Et enfin les cimetières et les tombeaux, images parfois obsédantes, avec celle des funérailles, qui reviennent plusieurs fois dans l'oeuvre.
Donc le paysage des Chants est étendu, énorme, mais vague et imprécis. En général, on a des visions ouvertes, panoramiques, qui frappent, surprennent, étonnent. Toutefois ne manquent pas les décors plus étroits, les espaces plus réduits: la ville et les intérieurs. C'est un monde assez complet, mais tout à fait particulier, sans couleur et à peine ébauché.

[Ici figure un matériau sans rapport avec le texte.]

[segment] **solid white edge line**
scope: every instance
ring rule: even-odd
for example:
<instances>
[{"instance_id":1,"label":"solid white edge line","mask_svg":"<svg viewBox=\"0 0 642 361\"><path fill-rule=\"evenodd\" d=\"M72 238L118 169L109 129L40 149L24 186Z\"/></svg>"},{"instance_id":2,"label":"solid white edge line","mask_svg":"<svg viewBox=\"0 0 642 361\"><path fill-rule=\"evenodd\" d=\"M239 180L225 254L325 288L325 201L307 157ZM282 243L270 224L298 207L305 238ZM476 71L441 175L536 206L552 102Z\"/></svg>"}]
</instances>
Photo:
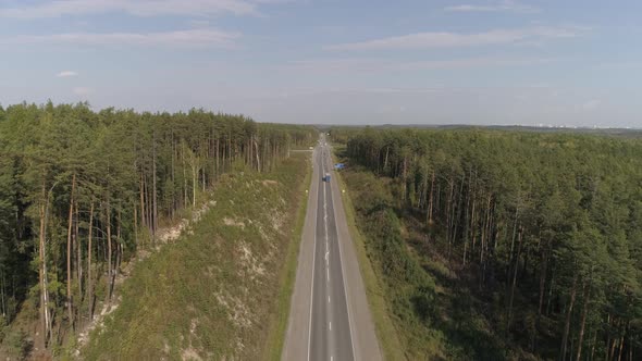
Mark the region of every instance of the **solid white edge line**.
<instances>
[{"instance_id":1,"label":"solid white edge line","mask_svg":"<svg viewBox=\"0 0 642 361\"><path fill-rule=\"evenodd\" d=\"M334 182L336 183L337 180L334 179ZM330 182L330 189L332 190L332 179ZM337 185L337 189L338 189L338 185ZM330 194L330 201L332 202L332 213L334 215L334 227L336 229L336 242L337 242L337 247L338 247L338 261L341 263L341 276L343 278L343 289L344 289L344 296L346 298L346 309L348 311L348 327L350 328L350 346L353 347L353 359L356 360L357 359L357 353L355 352L355 336L353 333L353 320L350 318L350 303L348 302L348 287L347 287L347 283L346 283L346 275L345 275L345 266L343 264L343 258L341 256L341 241L338 240L338 223L336 222L336 208L334 207L334 197L332 197L332 192ZM342 203L343 207L343 203Z\"/></svg>"},{"instance_id":2,"label":"solid white edge line","mask_svg":"<svg viewBox=\"0 0 642 361\"><path fill-rule=\"evenodd\" d=\"M314 155L314 154L313 154ZM314 157L312 155L312 166L314 164ZM312 176L314 176L314 171L312 170ZM312 180L314 182L314 180ZM319 180L317 180L319 182ZM312 187L310 187L311 189ZM312 196L312 195L310 195ZM313 197L313 196L312 196ZM317 187L317 202L319 202L319 187ZM318 204L317 204L318 206ZM317 259L317 209L314 207L314 244L312 247L312 282L310 286L310 322L308 324L308 361L310 361L310 349L312 347L312 303L314 297L314 260Z\"/></svg>"}]
</instances>

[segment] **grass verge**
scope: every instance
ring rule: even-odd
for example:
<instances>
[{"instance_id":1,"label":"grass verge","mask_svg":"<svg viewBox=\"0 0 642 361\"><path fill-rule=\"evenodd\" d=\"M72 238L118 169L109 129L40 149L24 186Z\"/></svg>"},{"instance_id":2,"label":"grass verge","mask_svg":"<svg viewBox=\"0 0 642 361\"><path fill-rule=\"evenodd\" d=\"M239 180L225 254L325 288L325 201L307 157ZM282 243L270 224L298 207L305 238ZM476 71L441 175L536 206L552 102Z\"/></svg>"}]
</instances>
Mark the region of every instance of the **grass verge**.
<instances>
[{"instance_id":1,"label":"grass verge","mask_svg":"<svg viewBox=\"0 0 642 361\"><path fill-rule=\"evenodd\" d=\"M269 340L282 328L274 324L287 302L281 296L288 278L284 267L297 241L293 229L305 201L299 187L308 158L294 154L270 173L222 177L201 220L136 264L119 307L91 333L79 358L259 360L271 354L271 345L282 338Z\"/></svg>"},{"instance_id":2,"label":"grass verge","mask_svg":"<svg viewBox=\"0 0 642 361\"><path fill-rule=\"evenodd\" d=\"M299 185L299 192L304 194L304 189L310 189L310 182L312 180L311 158L310 162L306 163L308 173L306 179ZM307 194L306 194L307 195ZM266 353L262 360L281 360L283 352L283 344L285 341L285 334L287 332L287 321L289 316L289 306L292 300L292 292L294 290L294 282L296 279L297 259L301 244L304 224L306 222L306 212L308 206L308 197L303 197L298 204L296 226L293 229L292 240L287 246L287 254L285 258L285 266L281 272L281 291L279 292L276 312L272 316L272 327L268 336L266 345Z\"/></svg>"},{"instance_id":3,"label":"grass verge","mask_svg":"<svg viewBox=\"0 0 642 361\"><path fill-rule=\"evenodd\" d=\"M335 146L335 148L333 148L335 150L335 153L333 154L333 159L335 161L338 157L337 154L341 154L345 146ZM366 295L368 297L368 304L370 306L370 312L372 313L372 319L374 321L374 327L376 329L376 338L379 339L379 345L381 347L385 360L406 360L402 343L397 337L398 332L395 328L395 324L393 323L393 320L390 316L388 306L386 303L384 296L385 294L382 288L384 286L381 285L381 283L379 282L379 279L381 279L381 276L376 274L371 263L375 262L375 260L371 260L370 257L368 257L368 251L366 250L363 236L357 227L355 208L353 207L349 190L346 187L346 184L342 178L341 173L335 172L335 174L339 187L346 190L345 192L342 192L343 203L346 212L350 237L353 238L353 242L357 251L359 269L361 270L361 276L363 277Z\"/></svg>"}]
</instances>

Quelques traits suffisent à Lautréamont pour transporter le lecteur dans un certain "endroit"; il ne lui donne presque pas le temps de regarder ce qui l'entoure, car il y place une action si rapide et surprenante, qu'on est entièrement pris. C'est pourquoi on ne se préoccupe pas des détails. L'effet d'ailleurs est voulu: de cette façon le milieu de la scène a quelque chose de mystérieux qui accroît une certaine atmosphère.
Que Lautréamont sache même nous donner des descriptions plus minutieuses et détaillées, on le voit dans le sixième chant. Mais on a ici un changement de technique. Dans le paysage dominent les intérieurs; la description se fait de plus en plus minutieuse et détaillée; elle s'éloigne de l'esquisse linéaire des paysages précédents, et se rapproche toujours plus des structures descriptives, typiques du roman du XIXe siècle.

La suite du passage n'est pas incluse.